Monday, July 21, 2014

Dream Cat

Engraving, 1557. Source.
As some of you might have guessed, my field of research is colonial French America. However, one cannot truly study New France without paying attention to native populations. I've stumbled across this little reference as I was reading Bruce Trigger's Natives and Newcomers
Father Joseph had given a cat to a great chief as a very rare gift, for they do not possess these animals. It happened that a sick woman dreamed that if this cat had been given to her she would soon be cured. The chief was informed of this and immediately sent her his cat, although he was very fond of it and his daughter even more so; and when the latter saw herself bereft of the animal, which she loved passionately, she fell sick and died of regret, being unable to vanquish and overcome her affection, although she did not wish to fail in succouring and helping her neighbour.
-Gabriel Sagard, (George Wrong, ed.). The long journey to the country of the Hurons. Volume 25. Toronto, Champlain Society, 1939, p. 118.
This is the first time I've accidentally come across a reference to the reaction of Natives upon seing a common house cat for the first time.
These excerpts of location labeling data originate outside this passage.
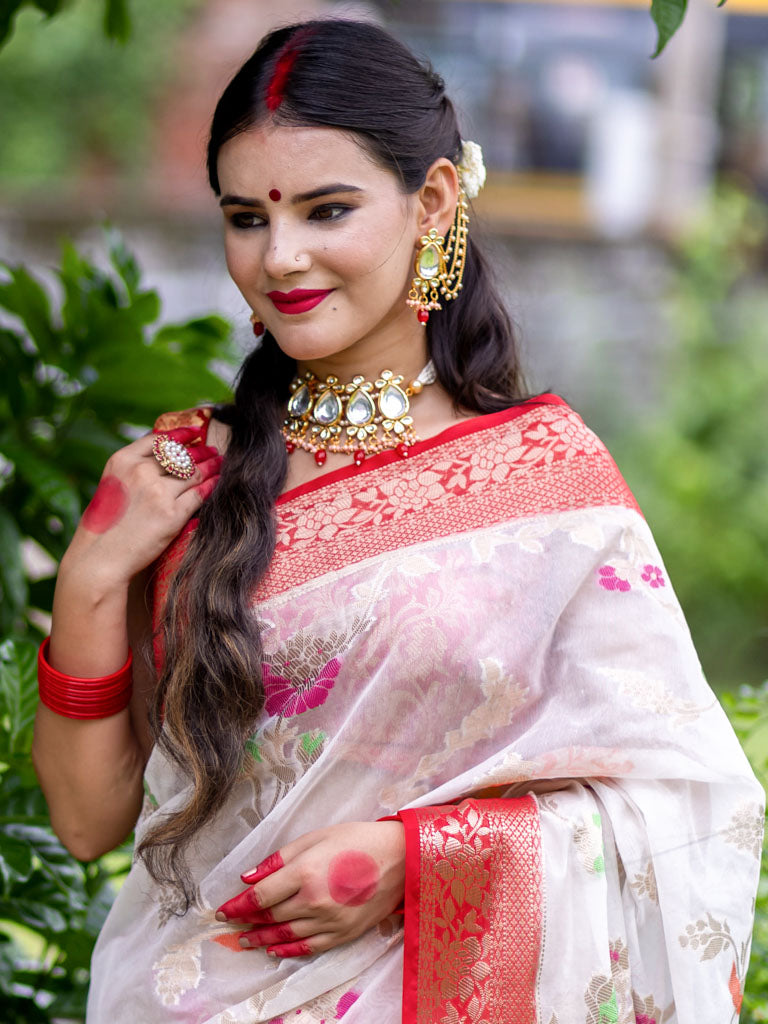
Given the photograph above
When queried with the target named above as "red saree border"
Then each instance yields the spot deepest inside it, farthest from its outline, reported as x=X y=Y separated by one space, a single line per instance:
x=473 y=912
x=462 y=429
x=534 y=459
x=531 y=460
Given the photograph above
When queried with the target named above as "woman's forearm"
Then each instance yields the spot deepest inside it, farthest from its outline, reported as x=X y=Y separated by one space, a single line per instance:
x=90 y=770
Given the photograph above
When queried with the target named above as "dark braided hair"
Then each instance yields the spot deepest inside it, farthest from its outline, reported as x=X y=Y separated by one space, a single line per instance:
x=354 y=77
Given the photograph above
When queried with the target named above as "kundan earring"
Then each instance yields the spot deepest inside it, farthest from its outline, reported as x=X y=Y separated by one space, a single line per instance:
x=439 y=265
x=258 y=327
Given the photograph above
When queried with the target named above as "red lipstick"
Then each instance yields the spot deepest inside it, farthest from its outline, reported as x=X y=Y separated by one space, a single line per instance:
x=300 y=300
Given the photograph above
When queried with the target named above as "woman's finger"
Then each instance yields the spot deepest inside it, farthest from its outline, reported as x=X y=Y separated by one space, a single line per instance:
x=181 y=434
x=200 y=453
x=289 y=931
x=304 y=947
x=267 y=866
x=256 y=899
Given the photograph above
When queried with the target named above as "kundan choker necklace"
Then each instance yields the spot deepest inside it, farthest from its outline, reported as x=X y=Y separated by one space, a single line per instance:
x=357 y=419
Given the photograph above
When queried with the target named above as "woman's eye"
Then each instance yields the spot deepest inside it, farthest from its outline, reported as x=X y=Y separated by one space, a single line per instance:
x=246 y=220
x=329 y=212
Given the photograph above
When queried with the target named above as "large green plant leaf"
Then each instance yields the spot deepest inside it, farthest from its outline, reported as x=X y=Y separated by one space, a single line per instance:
x=12 y=581
x=668 y=15
x=24 y=296
x=17 y=695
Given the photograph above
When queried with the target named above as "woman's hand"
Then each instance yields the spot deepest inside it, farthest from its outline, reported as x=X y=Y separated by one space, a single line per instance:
x=326 y=888
x=138 y=508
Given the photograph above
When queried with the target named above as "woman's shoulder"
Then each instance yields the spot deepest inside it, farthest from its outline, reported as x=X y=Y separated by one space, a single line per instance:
x=195 y=418
x=544 y=450
x=203 y=419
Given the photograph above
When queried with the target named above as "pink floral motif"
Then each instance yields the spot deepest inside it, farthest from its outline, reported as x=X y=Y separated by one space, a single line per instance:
x=652 y=574
x=288 y=698
x=609 y=580
x=345 y=1004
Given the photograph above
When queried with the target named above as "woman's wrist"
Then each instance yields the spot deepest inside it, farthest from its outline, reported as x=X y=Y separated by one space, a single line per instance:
x=83 y=697
x=92 y=579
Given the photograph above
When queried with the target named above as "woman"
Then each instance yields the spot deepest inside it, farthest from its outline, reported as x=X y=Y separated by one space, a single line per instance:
x=449 y=669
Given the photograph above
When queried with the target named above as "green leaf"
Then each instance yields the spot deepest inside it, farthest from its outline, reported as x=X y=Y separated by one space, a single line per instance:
x=668 y=15
x=12 y=579
x=138 y=390
x=9 y=8
x=25 y=297
x=16 y=862
x=204 y=339
x=117 y=20
x=17 y=694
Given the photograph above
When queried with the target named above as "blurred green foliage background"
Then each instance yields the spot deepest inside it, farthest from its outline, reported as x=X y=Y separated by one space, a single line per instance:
x=87 y=364
x=71 y=92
This little gem is fascinating: it highlights the then prevailing tradition that should someone in a village dream of an object (or in this case, a pet) belonging to someone else, they were automatically entitled to said thing. Personal property in native culture was not as defined and as rigidly observed as it was in Europe. This "open ownership" was at odds with the values of the first white settlers (especially when the dream object belonged to one of them!). 
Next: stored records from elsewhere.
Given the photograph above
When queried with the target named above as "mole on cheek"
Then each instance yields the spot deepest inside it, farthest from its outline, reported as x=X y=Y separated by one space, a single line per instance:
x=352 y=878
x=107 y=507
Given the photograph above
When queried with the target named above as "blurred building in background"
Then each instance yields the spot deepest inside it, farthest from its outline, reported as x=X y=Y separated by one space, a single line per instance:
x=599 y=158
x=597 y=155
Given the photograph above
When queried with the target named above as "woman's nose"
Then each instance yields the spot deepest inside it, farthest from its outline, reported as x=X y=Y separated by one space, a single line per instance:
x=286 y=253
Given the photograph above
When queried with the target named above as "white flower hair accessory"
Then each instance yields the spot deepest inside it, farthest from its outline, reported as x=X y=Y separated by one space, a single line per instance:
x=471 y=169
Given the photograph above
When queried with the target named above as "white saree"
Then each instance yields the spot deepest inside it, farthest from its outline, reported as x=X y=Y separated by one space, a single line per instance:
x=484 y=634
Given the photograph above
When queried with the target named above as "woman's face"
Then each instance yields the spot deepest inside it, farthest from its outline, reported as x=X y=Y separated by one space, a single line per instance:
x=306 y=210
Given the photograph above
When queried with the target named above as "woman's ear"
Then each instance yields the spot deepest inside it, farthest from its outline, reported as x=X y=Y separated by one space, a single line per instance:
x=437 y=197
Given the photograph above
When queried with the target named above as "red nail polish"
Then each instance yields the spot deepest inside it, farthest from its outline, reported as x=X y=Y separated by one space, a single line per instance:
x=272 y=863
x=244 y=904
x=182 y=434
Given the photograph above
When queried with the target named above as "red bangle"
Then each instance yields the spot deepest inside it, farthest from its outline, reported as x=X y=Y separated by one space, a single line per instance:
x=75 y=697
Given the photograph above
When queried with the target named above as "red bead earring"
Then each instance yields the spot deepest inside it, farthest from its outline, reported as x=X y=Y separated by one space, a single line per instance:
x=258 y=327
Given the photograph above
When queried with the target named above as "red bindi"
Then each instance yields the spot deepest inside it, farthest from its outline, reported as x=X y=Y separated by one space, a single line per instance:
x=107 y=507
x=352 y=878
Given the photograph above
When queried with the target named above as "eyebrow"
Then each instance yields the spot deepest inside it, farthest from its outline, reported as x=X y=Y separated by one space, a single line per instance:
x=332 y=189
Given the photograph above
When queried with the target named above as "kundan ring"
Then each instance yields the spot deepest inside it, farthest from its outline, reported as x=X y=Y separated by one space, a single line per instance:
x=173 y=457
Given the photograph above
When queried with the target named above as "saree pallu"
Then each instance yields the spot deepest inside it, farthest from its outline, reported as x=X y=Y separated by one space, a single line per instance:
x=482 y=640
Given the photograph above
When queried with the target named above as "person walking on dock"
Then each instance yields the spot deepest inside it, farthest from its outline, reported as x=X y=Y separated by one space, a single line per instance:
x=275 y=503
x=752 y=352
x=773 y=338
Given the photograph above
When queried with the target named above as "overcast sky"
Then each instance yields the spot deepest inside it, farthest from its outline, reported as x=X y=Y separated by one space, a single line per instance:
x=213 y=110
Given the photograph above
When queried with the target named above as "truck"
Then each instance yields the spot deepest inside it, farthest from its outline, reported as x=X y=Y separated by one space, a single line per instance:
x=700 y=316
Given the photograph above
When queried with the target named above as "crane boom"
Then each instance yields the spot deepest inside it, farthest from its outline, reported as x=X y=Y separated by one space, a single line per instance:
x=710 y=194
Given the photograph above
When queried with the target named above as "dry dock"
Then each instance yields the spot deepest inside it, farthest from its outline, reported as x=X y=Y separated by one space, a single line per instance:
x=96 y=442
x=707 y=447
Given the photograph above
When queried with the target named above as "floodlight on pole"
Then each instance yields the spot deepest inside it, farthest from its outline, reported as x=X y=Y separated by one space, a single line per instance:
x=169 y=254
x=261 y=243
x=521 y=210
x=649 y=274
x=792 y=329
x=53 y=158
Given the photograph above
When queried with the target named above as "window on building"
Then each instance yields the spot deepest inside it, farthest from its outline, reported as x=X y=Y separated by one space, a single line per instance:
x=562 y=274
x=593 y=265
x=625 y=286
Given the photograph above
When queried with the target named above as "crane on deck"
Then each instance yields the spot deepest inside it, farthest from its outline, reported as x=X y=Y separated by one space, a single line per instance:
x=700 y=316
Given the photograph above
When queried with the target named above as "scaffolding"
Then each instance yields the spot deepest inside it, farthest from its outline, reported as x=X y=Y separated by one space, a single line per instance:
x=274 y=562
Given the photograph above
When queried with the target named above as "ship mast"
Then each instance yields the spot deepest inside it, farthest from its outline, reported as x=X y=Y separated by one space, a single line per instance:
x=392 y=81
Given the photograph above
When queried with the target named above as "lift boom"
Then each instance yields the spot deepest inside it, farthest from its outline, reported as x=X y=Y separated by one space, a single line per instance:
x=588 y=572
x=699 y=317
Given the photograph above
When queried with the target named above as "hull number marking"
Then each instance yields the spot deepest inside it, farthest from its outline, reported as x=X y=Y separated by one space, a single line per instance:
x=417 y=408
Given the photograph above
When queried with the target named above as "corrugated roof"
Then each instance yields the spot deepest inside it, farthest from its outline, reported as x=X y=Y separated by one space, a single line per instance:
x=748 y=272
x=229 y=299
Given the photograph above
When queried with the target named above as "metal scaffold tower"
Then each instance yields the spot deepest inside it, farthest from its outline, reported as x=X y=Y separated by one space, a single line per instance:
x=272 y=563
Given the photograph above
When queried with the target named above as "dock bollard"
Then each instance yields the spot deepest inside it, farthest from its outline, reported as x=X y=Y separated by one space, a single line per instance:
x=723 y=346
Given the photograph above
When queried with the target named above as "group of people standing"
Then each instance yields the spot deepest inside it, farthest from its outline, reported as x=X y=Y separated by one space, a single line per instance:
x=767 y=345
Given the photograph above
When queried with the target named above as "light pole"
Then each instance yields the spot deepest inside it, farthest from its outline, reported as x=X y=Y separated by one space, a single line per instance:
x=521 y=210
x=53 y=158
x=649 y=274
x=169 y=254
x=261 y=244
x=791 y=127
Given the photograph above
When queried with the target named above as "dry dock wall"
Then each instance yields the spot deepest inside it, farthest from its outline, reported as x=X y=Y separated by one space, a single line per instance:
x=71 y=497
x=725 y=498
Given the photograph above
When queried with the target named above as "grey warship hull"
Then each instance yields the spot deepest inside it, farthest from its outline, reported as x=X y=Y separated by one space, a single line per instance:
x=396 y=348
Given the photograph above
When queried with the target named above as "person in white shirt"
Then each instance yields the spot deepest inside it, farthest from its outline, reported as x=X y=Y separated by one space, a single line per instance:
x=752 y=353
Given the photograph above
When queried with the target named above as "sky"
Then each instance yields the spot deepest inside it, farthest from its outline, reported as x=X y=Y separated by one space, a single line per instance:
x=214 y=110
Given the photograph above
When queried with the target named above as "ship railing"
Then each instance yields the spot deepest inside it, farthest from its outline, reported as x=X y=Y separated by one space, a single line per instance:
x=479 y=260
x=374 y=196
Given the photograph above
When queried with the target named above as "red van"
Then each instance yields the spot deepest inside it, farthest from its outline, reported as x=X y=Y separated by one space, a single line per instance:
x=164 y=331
However, I do wonder if Sagard was exaggerating when he wrote that the chief's daughter died of chagrin... Could it be she simply passed away from one of the prevailing diseases already decimating native populations? Besides, one would think that she would still be allowed to see the cat on occasion...  
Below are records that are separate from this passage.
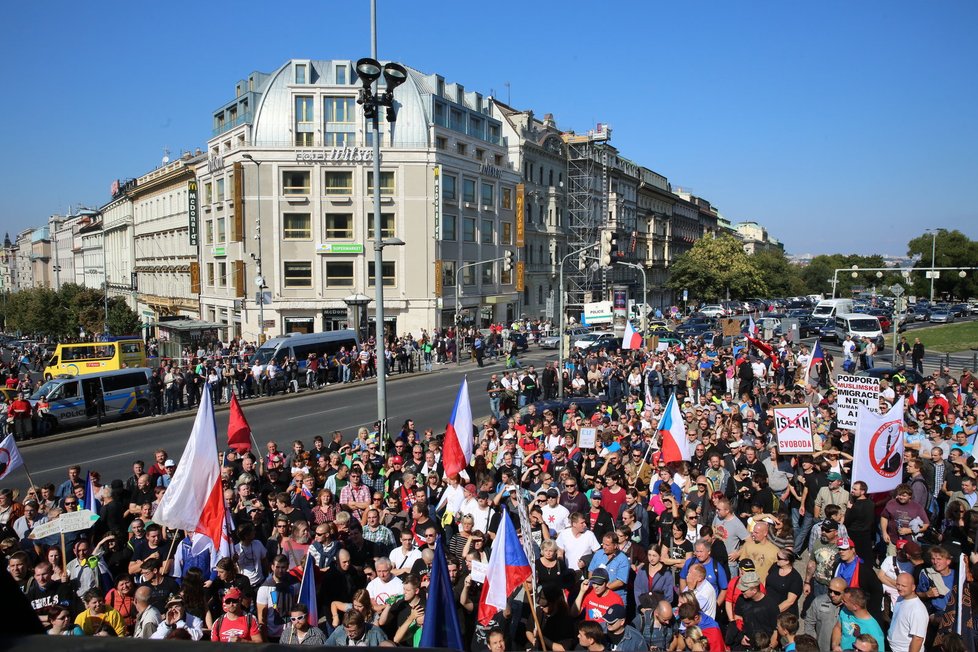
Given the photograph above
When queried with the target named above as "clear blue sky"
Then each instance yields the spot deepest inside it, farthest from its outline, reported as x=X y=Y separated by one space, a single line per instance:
x=841 y=126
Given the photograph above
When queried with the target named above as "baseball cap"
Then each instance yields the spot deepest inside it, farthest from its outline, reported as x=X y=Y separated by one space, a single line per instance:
x=614 y=613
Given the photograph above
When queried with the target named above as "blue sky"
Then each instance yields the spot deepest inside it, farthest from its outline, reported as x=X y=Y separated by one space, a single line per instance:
x=841 y=126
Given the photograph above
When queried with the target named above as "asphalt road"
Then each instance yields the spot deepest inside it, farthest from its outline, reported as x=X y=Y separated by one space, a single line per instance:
x=426 y=398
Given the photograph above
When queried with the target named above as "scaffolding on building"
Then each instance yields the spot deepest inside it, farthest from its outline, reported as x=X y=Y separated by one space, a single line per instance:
x=587 y=211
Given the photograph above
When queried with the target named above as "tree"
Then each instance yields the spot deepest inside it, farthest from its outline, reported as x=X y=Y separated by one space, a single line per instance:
x=715 y=267
x=950 y=249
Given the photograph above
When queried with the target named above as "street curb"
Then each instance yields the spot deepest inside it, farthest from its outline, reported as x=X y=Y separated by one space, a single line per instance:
x=126 y=423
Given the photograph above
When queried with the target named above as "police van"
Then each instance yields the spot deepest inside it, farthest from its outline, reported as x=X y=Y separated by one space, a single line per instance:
x=92 y=398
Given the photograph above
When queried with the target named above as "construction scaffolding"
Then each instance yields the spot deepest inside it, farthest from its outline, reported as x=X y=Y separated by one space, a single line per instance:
x=587 y=213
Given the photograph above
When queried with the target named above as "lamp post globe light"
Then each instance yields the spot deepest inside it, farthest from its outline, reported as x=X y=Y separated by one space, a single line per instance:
x=369 y=70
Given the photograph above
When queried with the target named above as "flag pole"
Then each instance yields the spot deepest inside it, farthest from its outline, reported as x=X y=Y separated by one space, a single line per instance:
x=533 y=610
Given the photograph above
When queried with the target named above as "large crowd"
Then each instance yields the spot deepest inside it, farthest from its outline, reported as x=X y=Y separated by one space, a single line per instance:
x=739 y=547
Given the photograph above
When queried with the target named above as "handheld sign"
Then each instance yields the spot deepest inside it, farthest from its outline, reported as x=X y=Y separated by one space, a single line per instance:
x=67 y=522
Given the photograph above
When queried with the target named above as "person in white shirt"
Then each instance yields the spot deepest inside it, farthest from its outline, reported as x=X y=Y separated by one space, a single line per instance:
x=576 y=541
x=705 y=593
x=384 y=588
x=908 y=628
x=555 y=515
x=403 y=558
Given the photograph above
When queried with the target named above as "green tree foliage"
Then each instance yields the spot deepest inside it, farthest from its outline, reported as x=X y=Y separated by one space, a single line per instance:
x=46 y=313
x=781 y=276
x=951 y=249
x=714 y=267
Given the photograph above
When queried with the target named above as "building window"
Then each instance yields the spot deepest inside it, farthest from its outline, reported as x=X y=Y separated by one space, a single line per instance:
x=296 y=226
x=338 y=182
x=449 y=226
x=339 y=226
x=295 y=182
x=468 y=273
x=387 y=229
x=386 y=183
x=339 y=121
x=339 y=274
x=449 y=188
x=305 y=122
x=297 y=274
x=448 y=273
x=387 y=269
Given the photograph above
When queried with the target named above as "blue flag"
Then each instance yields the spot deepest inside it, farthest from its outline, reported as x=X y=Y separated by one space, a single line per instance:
x=440 y=627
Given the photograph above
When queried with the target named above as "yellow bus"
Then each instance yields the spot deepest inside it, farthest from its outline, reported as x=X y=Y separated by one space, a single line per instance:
x=90 y=357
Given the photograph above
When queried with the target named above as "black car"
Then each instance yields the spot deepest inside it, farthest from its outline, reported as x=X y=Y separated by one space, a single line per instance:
x=887 y=372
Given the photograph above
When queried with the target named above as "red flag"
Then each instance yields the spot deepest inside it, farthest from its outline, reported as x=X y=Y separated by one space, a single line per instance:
x=239 y=432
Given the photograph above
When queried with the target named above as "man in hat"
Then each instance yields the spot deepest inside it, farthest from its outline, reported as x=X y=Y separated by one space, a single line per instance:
x=757 y=611
x=621 y=635
x=595 y=598
x=176 y=617
x=834 y=494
I sure hope I will come across more references to cats owned by natives. My guess is that like other european commodities, cats and dogs became more commonplace in villages through the years. However, since period descriptions of natives by missionaries and settlers deal mostly with what was to them strange and exotic, mundane everyday life is usually ignored. I would imagine that pets might thus be unaccounted for despite their presence.
Maybe an archaeologist reading my blog could tell me if any domestic cat remains have been found on native sites of the XVII and XVIII centuries?

For anyone who understands French, Marie-José des Rivières and Louise Laliberté wrote an interesting article regarding cats in New France, including Natives' reactions. Click here for the Cap-aux-Diamants text. Ditto for L’histoire des chats racontée par l’archéologie by Évelyne Cossette in the same magazine.

Wild american cat by Louis Nicolas, circa 1670.